Comunicación: las ratas se acostumbran al veneno

La comunicación tiene un problema. Tanto a nivel medios, como a nivel publicidad, existe un elefante enorme en la habitación. Jakob Nielsen decía en 2011 “There is no relevant inventory for us to buy”. Es decir, el responsable de estrategia de una de las mayores agencias de medios del mundo (GroupM), se queja de no poder ofrecer a sus clientes inventario relevante.

Y este problema es, básicamente, que las ratas se acostumbran al veneno. La audiencia, los consumidores de contenidos empiezan a ser inmunes a muchos mecanismos que han funcionado muy bien durante mucho tiempo.

Los lectores, los oyentes, los espectadores, se han convertido en una audiencia muy crítica. La mínima percepción de sesgo, de influencia interesada, de un poder económico, real o percibido, ‘torciendo’ la información hacia su propio interés, supone el rechazo inmediato y un efecto exactamente opuesto al que se intentaba lograr.

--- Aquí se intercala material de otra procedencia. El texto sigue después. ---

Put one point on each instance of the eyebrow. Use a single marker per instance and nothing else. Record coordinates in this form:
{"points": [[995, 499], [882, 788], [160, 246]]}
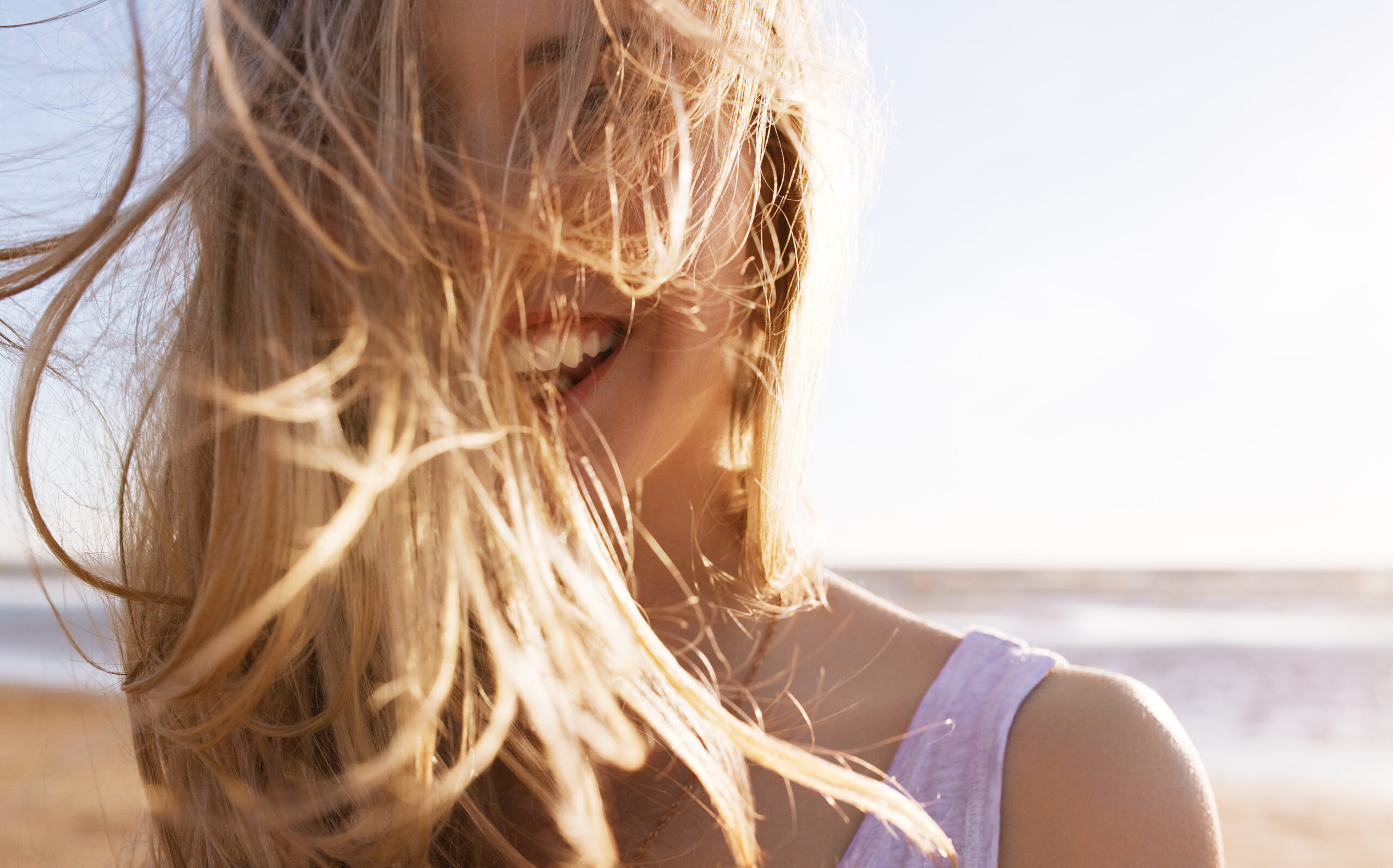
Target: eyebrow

Y esto provoca fenómenos. Existen periodistas freelance en muchas partes del mundo creando contenidos con un teléfono y sin apenas recursos. Contenidos que se propagan mundialmente por redes sociales compitiendo con medios tradicionales; la reputación de este ‘cazador solitario’ es equiparable al del medio, precisamente por la pérdida de confianza en la imparcialidad del último.

Entonces… ¿blockchain? ¿Qué tiene que ver blockchain? Esta tecnología, una de las cuatro innovaciones descritas en el whitepaper de Bitcoin de Satoshi Nakamoto, no vale para todo. Blockchain se utiliza como respuesta ante un problema de intermediación. Y en comunicación empieza a ser un problema evidente para los consumidores: perciben que los intermediarios tienen demasiado control sobre qué, cómo y por cuánto.

¿Y cómo solucionaría ese problema? Básicamente aplicando los principios fundamentales de las blockchains públicas: transparencia, neutralidad, accesibilidad, inclusividad. Para explicarlo de forma sencilla supone devolver el control al consumidor de contenidos. Por ejemplo, un mercado ‘neutro’ de noticias, artículos, contenidos, donde la meritocracia sea ley y donde las transacciones sean visibles por todo el mundo; donde se pueda remunerar al autor en función de su reputación, y al consumidor por promocionar y consumir (!) contenido que considere relevante.

Es quizás el rechazo a admitir que los tiempos han cambiado lo que hace que la industria siga instalada cómodamente. La industria musical pasó por una situación similar hace 15 años, y hoy en día está irreconocible. El turno es ahora para la comunicación. Las cartas ya están sobre la mesa.